Elinden tutarak kapıya doğru yürüdüm. Bedir de arkamdan geldi.
Beklediğim gibi başlayan gün, hiç tahmin edemeyeceğim şekilde devam ediyordu. Bedir'i elinden tutup cezaevi kapısından içeri sokarken de kendime inanamıyordum. Artık tek bildiğim, Bedir için yapacaklarımın bir sınırının olmadığıydı. Bu beni korkutmamalıydı.

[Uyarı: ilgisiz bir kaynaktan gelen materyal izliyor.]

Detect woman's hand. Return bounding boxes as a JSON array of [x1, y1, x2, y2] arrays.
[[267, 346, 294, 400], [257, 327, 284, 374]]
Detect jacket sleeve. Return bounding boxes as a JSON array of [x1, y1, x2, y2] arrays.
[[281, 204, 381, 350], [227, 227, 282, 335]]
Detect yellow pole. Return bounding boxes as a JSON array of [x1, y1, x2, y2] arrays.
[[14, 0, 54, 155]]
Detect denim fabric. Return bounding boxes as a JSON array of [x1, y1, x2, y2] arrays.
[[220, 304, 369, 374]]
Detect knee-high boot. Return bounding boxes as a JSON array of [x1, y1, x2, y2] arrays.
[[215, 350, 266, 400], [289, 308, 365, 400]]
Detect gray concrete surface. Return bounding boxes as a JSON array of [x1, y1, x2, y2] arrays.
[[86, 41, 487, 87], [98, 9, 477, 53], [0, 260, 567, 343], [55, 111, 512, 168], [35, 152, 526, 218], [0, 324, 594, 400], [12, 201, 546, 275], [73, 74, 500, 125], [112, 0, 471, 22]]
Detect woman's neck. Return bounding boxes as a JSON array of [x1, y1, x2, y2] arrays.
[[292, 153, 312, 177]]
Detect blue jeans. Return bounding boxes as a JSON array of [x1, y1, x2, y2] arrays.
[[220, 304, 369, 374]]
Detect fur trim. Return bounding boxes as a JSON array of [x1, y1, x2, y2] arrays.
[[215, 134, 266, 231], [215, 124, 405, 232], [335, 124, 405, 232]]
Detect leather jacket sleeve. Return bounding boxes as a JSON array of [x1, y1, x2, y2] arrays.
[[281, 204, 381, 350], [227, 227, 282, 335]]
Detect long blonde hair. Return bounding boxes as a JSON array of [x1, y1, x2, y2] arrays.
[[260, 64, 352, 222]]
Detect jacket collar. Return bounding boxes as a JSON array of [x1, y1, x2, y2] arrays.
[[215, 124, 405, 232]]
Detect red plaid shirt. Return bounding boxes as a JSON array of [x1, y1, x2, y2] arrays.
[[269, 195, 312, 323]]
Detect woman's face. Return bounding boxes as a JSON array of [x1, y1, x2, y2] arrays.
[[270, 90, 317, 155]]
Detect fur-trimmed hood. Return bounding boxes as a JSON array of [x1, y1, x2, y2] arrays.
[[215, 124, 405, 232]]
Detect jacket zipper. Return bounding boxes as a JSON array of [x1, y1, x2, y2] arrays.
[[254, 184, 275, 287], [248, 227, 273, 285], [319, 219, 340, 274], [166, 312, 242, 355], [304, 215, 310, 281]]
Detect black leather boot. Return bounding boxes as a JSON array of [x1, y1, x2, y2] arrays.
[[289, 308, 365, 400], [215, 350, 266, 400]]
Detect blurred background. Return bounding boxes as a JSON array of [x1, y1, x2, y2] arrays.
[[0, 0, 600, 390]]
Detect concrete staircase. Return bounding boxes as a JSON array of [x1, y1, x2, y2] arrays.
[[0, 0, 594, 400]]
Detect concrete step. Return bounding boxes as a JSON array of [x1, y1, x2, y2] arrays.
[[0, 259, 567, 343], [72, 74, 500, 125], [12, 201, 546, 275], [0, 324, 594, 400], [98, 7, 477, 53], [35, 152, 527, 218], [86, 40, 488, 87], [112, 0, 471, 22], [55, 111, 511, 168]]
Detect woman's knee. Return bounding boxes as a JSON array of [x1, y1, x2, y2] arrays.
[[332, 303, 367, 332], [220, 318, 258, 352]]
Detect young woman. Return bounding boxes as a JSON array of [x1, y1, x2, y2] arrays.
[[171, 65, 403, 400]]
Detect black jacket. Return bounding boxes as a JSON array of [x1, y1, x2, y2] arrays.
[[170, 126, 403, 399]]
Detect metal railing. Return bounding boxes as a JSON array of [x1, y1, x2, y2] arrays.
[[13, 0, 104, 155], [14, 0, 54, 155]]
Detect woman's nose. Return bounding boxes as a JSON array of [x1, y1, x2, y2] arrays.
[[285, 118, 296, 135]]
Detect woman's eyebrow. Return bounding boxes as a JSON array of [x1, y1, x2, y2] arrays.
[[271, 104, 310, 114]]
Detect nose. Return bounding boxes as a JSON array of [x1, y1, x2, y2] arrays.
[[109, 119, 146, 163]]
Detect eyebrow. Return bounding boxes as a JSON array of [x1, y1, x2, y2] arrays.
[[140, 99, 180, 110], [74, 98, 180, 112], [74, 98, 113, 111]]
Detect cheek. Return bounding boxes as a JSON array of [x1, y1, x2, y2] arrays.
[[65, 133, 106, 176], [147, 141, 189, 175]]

Cezaevine girer girmez bir sürü prosedür gerçekleştirdikten sonra en sonunda görüşme odasına alınmıştık. Görüşme odası, bir sürü masa ve sandalyeden oluşan büyük sayılabilecek bir yerdi. Masalar ve sandalyeler, eski ve bakımsızdı. İçeriye havanın girebileceği ufacık bir cam bile yoktu. Elinde silah olan bir görevli, kapının önünde dikiliyordu. Üstüne bir de etrafın ölüm sessizliğinde olması bu odayı korkutucu bir yer yapıyordu.
Bedir, dizini aşağı yukarı hareket ettiriyordu. Elimi dizinin üstüne koydum. "Sakin ol."
"Sakinim." dedi, ama değildi.
"Özledin mi abini?"
"Çok." dedi, hasret kokan sesiyle. En son Bursa'ya bir ay önce gelmişti. Muhtemelen de abisini en son bir ay önce görmüştü. Özlemesi çok doğaldı.
Kapı, tiz bir sesle açıldı. Bedir, yerinde doğruldu ve kapıya doğru baktı. Ben de bakışlarımı merakla kapıya çevirdim.
Kapıdan önce bir görevli girdi. Ardından görevlinin koluna girdiği bir mahkum. Bedir'in tek ailesi, Giray abi.
Giray abinin başı öndeydi. Bileklerinin ikisini de demir kelepçeler çevrelemişti. Yere bakıyordu. Üzerinde siyah, rengi solmuş bir pantolon ve yine aynı şekilde solmuş bir siyah renginde boğazlı yün kazak vardı. Bir de siyah ayakkabı.
Bedir'in saçlarından çok daha koyu renkte kahverengi dalgalı saçları vardı. Birkaç gün önce kesildiği belli olan kısa kirli sakalları vardı. Uzun boyluydu. Tahminimce Bedir'den biraz uzundu.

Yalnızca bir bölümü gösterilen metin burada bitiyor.